During a fireside chat at Wired25 with Wired Deputy Editor Adam Rogers, Salesforce Chairman and co-CEO Marc Benioff discussed fighting homelessness in San Francisco and other social issues. “We have about 7,500 homeless individuals in San Francisco on our streets,” he said. “And we have about 1,200 homeless families. I’m excited about the November 6 election. There is a proposition on the ballot that would help address our most urgent needs, which are not only providing shelter for our homeless but also healthcare and mental health care.”

Benioff has recently expressed support for Proposition C, the ballot measure that would raise taxes by half a percent on big businesses in San Francisco to fund programs aimed at fighting homelessness. Salesforce is the largest employer in San Francisco.

He noted that San Francisco has 70 billionaires who could contribute more to working on social problems in partnership with local governments. “There's a group of people in the city who are willing to give. And there's a group of people in the city who don't,” he said.

"San Francisco is amazing,” he added. “We have these incredible companies and entrepreneurs, innovation and technology, but we cannot separate ourselves from others. We have to get back to the feeling that we are one, and we are responsible for the city that we are living in and growing our businesses in."

Public schools are in need of attention, and it’s everyone’s responsibility to bring our kids with us, Benioff noted.

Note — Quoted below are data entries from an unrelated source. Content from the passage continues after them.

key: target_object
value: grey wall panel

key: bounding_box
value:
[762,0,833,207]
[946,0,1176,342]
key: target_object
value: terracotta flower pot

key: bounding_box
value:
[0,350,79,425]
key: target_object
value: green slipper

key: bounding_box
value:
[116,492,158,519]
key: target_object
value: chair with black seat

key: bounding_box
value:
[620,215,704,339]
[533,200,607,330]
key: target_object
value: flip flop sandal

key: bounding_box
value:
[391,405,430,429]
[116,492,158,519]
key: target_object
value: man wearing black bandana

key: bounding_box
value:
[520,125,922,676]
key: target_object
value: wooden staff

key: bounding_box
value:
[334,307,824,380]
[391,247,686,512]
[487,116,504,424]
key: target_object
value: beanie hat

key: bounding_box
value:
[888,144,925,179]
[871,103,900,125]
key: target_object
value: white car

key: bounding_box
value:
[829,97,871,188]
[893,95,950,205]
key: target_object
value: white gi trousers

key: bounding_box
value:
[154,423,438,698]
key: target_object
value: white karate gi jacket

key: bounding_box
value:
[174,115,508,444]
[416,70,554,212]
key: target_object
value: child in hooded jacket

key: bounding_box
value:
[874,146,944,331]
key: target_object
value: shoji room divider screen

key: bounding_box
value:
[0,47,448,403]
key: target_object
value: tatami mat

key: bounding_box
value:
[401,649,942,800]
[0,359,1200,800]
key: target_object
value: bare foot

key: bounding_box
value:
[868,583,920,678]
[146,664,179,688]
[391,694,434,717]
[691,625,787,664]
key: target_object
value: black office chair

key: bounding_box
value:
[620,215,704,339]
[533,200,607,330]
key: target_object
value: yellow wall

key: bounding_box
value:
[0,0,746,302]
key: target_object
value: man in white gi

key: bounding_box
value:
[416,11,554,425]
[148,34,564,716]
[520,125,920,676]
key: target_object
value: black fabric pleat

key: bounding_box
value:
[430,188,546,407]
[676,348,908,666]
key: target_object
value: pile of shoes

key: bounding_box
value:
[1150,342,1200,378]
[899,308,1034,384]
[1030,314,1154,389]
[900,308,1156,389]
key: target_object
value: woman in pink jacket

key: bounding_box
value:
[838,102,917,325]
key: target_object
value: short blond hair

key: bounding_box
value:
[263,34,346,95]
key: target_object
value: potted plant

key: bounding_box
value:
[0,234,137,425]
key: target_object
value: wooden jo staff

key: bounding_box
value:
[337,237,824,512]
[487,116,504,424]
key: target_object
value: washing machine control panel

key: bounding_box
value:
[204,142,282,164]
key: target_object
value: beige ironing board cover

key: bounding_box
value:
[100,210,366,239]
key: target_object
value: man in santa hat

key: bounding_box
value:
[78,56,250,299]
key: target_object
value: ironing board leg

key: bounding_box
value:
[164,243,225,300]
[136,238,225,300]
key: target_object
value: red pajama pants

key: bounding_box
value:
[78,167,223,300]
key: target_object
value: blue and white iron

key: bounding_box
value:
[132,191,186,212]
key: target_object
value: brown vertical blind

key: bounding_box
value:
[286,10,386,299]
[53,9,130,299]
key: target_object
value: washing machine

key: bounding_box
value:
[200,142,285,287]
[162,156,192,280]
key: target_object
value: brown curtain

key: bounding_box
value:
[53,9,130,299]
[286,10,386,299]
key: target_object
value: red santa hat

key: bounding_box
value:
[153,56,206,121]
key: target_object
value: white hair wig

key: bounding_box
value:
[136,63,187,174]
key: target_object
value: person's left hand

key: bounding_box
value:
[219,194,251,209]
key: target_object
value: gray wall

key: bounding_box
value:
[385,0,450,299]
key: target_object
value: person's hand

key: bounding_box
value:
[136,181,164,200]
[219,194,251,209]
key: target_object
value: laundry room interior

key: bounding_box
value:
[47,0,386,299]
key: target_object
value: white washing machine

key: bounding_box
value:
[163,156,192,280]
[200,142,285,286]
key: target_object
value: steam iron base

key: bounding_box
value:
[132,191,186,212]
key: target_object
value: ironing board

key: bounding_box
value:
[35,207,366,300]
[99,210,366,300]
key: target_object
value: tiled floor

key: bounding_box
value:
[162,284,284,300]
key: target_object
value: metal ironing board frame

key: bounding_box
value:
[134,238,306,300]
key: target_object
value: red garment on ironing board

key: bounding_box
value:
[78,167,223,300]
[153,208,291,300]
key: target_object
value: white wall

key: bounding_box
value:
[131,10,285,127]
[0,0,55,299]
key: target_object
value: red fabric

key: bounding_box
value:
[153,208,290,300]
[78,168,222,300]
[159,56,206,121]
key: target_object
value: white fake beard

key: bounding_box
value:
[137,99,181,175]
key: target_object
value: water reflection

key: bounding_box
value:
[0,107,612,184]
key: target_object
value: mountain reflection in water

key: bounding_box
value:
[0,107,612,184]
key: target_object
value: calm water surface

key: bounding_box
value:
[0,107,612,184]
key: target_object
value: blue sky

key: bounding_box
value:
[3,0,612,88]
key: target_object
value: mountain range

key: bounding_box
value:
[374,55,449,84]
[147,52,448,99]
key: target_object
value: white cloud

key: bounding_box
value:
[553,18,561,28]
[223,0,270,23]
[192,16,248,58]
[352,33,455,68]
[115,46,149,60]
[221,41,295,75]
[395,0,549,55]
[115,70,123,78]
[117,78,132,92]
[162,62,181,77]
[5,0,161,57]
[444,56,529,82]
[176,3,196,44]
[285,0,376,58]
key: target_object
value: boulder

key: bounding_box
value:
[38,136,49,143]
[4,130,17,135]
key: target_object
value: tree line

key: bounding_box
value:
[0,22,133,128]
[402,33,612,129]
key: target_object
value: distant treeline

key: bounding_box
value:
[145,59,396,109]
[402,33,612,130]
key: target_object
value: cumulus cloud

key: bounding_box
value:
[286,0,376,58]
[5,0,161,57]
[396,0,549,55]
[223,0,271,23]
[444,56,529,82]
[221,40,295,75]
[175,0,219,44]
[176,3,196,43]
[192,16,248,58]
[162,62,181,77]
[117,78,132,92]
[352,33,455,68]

He added that CEOs and people everywhere should get involved with efforts to improve the environment, hospitals and more. “Each one of us can walk down the street and go to our local public school,” he said. “That’s what I did, and I realized that public education won’t improve without me getting involved. We’re about to enter the Fourth Industrial Revolution. If kids don’t have basic K-12 educations, they’re not going to be coming with us. Are we not going to bring all these kids with us?”

Salesforce has donated $50 million to public schools in San Francisco and Oakland, and employees have spent hundreds of thousands of hours volunteering in schools in their local communities.

“When I went to business school,” Benioff said, “it was all about shareholders and maximizing share value. But what you have to think about today is managing for all of your stakeholders, including customers, employees, partners and shareholders. Some of our key stakeholders include the homeless, who are everywhere over at Salesforce Tower. What about our public schools? You can’t separate yourself from these stakeholders, and the greatest joy in your life is going to come from giving back to others,” Benioff added.

"You’re either for the homeless and for the kids and for the hospitals or you are for yourself," he concluded.